Mit dem Rechtsschutz für Betroffene von überlangen Gerichtsverfahren schließen wir eine Rechtsschutzlücke, die bereits seit Langem besteht und seit einigen Jahren Gegenstand der EGMR-Rechtsprechung ist. Auch während des Gesetzgebungsverfahrens, das wir heute voranbringen wollen, wurde und wird Deutschland vom Europäischen Gerichtshof für Menschenrechte wegen des hier mangelnden Rechtsschutzes verurteilt:

So hat der EGMR erst im vergangenen Mai in der Sache „Kuppinger gegen Deutschland“ die überlange Verfahrensdauer in einem Familiengerichtsverfahren gerügt. Angesichts der Beschleunigungsmaxime des § 155 des Gesetzes über das Verfahren in Familiensachen und in den Angelegenheiten der freiwilligen Gerichtsbarkeit, FamFG, ist dieser Sachverhalt tatsächlich erschreckend: Zu Beginn des Umgangsverfahrens vor dem Amtsgericht Frankfurt Main im Mai 2005 war das betroffene Kind eineinhalb Jahre alt. Das Verfahren war im Oktober 2010, als das Kind bereits im schulfähigen Alter war, noch nicht abgeschlossen.

Als Familienrichterin weiß ich aus eigener beruflicher Erfahrung, welche Bedeutung der zeitliche Aspekt gerade in Verfahren hat, in denen der Umgang mit dem eigenen Kind Streitgegenstand ist. Hier sollte es in den Instanzen eher um Monate als um Jahre gehen, steht doch das persönliche Näheverhältnis in der Eltern-Kind-Beziehung zur Disposition. Angesichts solcher Sachverhalte tritt die Rechtsschutzlücke ganz offen zu Tage. Selbst die klare Beschleunigungsregelung des FamFG vermochte hier nicht, effektiven Rechtsschutz herbeizuführen.

Am vergangenen Donnerstag wurde Deutschland in zwei weiteren Verfahren (Köster./.Deutschland und Otto./.Deutschland) wegen Verfahrensdauern, die ihren gerichtlichen Ausgangspunkt beide bereits 1989 hatten, verurteilt. Auch für den heutigen Tag und für Mitte Oktober sind weitere Entscheidungen des EGMR angekündigt, die sich mit unangemessenen Verfahrenslängen in der Bundesrepublik beschäftigen. Dementsprechend bin ich froh, dass wir dem zum 1. Januar 2012 ein Ende setzen werden.
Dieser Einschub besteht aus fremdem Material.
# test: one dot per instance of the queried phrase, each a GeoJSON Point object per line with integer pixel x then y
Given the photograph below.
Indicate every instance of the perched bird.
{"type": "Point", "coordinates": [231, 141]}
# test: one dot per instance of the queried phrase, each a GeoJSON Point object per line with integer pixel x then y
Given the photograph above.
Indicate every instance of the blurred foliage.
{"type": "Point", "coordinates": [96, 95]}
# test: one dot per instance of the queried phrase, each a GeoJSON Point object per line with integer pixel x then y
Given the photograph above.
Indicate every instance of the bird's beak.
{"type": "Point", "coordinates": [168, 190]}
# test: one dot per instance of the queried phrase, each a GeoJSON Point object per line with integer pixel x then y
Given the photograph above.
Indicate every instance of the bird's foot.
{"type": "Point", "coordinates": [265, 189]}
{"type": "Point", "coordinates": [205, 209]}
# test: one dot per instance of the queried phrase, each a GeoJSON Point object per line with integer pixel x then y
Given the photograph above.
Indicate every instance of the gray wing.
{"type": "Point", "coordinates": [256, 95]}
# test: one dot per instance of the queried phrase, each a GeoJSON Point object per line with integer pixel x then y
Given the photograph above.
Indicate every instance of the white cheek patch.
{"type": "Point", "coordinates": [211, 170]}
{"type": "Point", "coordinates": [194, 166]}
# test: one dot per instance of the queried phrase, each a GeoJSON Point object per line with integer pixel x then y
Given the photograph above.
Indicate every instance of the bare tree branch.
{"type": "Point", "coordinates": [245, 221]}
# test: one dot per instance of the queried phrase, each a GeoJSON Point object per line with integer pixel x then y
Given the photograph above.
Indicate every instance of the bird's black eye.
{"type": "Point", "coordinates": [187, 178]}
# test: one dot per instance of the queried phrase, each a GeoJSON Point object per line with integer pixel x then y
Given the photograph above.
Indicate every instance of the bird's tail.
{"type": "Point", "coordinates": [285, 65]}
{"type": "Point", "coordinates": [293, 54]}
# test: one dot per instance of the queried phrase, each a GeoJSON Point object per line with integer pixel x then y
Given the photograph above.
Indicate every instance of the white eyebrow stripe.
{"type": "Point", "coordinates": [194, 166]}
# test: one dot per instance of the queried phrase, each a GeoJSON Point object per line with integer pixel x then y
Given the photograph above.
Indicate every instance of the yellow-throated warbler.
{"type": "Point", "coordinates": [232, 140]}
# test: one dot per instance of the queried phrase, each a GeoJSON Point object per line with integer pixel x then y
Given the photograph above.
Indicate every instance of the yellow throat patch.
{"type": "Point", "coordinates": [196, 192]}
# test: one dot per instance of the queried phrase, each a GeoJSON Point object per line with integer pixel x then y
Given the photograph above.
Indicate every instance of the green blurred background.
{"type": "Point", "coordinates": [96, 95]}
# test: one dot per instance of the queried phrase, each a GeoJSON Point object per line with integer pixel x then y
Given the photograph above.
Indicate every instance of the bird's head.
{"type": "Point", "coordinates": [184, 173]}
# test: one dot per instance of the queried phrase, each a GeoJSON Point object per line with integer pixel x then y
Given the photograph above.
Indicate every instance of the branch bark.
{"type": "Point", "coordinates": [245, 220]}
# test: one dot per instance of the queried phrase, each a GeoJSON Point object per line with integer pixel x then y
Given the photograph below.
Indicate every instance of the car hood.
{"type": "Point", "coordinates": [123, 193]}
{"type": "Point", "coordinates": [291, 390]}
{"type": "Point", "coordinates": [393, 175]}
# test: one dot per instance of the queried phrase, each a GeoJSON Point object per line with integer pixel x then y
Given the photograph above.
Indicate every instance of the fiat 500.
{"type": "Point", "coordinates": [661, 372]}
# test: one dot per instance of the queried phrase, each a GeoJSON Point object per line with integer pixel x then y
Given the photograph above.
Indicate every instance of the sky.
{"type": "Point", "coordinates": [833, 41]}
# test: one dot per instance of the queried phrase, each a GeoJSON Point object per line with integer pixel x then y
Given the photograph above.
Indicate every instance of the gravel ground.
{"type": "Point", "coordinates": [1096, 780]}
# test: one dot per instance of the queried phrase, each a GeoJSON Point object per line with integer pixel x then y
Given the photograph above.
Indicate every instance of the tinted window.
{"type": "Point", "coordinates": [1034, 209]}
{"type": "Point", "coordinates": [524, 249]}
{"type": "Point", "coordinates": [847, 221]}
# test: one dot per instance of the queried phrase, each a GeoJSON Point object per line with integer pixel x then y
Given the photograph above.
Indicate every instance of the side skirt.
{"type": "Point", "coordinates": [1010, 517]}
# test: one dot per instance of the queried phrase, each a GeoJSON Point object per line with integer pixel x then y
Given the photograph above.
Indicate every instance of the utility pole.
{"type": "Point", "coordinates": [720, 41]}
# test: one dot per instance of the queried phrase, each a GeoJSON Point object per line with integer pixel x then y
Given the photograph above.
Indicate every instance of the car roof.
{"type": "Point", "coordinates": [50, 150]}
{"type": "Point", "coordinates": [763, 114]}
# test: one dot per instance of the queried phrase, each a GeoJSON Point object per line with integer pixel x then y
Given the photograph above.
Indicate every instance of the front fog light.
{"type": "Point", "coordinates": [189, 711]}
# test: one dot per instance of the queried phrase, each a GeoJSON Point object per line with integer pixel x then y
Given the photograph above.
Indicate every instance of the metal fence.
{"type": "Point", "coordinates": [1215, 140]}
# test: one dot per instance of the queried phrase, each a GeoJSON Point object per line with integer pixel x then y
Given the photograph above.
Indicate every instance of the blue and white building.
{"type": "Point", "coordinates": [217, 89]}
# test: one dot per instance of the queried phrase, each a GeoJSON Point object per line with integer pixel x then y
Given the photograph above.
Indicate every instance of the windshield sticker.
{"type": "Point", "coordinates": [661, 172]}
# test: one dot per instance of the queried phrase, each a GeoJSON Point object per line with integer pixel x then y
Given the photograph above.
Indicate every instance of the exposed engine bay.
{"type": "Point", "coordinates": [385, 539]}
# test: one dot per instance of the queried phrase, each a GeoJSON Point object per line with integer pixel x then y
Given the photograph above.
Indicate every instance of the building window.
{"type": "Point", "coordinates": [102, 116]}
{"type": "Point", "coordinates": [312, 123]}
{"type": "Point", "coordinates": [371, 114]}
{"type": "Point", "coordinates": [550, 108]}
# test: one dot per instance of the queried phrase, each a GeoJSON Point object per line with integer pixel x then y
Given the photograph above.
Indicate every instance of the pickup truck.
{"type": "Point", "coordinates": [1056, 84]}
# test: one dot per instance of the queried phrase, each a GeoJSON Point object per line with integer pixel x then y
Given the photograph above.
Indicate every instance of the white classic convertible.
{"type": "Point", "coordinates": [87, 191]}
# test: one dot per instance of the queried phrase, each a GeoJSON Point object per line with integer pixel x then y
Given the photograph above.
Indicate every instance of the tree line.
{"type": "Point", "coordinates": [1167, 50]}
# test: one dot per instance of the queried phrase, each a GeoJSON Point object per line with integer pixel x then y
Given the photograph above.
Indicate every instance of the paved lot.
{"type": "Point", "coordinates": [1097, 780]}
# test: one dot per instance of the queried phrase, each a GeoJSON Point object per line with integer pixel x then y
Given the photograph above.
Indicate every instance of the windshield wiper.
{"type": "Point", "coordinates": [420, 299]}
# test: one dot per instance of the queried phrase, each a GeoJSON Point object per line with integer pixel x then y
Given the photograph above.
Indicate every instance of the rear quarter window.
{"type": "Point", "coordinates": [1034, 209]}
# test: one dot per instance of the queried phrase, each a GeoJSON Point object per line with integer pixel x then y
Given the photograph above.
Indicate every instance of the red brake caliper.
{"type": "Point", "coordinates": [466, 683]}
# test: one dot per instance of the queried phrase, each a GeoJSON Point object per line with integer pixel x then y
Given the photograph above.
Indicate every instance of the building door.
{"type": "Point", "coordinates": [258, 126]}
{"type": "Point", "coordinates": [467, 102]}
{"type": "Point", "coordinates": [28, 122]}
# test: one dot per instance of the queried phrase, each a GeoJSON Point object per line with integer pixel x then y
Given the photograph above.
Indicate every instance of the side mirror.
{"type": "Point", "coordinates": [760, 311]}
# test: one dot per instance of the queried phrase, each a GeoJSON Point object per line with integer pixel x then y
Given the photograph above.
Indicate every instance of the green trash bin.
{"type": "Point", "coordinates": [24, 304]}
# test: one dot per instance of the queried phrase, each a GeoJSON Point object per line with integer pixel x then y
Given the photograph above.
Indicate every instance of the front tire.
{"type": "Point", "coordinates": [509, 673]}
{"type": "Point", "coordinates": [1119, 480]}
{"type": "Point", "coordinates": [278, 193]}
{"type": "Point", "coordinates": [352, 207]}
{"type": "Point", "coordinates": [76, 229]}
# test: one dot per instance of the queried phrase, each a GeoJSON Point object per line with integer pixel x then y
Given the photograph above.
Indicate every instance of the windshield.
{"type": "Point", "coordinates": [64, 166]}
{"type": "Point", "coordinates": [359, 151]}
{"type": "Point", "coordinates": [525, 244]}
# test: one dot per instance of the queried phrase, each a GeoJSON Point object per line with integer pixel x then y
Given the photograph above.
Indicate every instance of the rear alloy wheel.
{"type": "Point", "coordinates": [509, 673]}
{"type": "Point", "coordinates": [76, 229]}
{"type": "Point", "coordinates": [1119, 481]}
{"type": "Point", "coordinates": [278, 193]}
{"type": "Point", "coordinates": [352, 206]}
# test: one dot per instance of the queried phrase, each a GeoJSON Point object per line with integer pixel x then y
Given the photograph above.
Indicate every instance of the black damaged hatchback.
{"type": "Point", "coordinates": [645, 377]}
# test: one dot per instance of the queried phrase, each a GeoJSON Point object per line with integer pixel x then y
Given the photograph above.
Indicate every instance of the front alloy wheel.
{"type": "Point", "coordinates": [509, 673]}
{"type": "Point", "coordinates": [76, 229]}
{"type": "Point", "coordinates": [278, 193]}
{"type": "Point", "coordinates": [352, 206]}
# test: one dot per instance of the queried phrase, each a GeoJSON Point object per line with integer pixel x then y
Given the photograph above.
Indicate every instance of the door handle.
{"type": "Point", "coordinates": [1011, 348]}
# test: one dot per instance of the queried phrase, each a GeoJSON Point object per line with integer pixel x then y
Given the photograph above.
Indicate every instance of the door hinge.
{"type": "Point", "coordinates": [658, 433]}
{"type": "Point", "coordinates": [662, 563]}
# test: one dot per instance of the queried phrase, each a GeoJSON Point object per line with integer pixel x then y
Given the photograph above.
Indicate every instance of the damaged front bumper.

Mit dem hier abschließend beratenen Gesetz fügen wir einen weiteren Baustein ins Gesamtgebilde des deutschen Staatshaftungsrechts. Dabei ist das Gesetz kein Schritt hin zu einer einheitlichen Kodifizierung dieses Rechtsgebiets. Wir verbessern lediglich punktuell den Rechtsschutz gegenüber staatlichem Handeln oder eben Nichthandeln. Eine umfassende Reform und damit eine Systematisierung der Vielzahl staatshaftungsrechtlicher Anspruchsgrundlagen steht auch nach Verabschiedung des Gesetzes weiter auf unserer Agenda.

Klar ist mit der Schaffung eines Rechtsmittels bei Überlänge eines gerichtlichen Verfahrens, dass künftig auch in Deutschland jedermann, der sich einer nicht mehr hinnehmbaren Verfahrenslänge ausgesetzt sieht, über Rechtsschutzmöglichkeiten verfügt.

Ich nutze diese Debatte aber auch gerne, um vorab nochmals festzustellen: Die deutsche Justiz arbeitet insgesamt schnell und auf hohem Qualitätsniveau. Eine knappe Personalausstattung, die in gewissem Maße zu einer längeren Verfahrensdauer beiträgt, hat die Justiz nicht zu verantworten. Vielmehr hat sie die große Aufgabe, im Rahmen der Haushaltsmittel ein bürgernahes und effektives Rechtsschutzsystem zu gewährleisten. Für den Betrag, der hier insgesamt zur Verfügung steht, zeichnet die Politik auf verschiedenen Ebenen verantwortlich, die hier eine Abwägung gegenüber anderen wichtigen politischen Zielsetzungen zu treffen hat, beispielsweise der Finanzierung von Bildung, Sozialleistungen oder Infrastruktur.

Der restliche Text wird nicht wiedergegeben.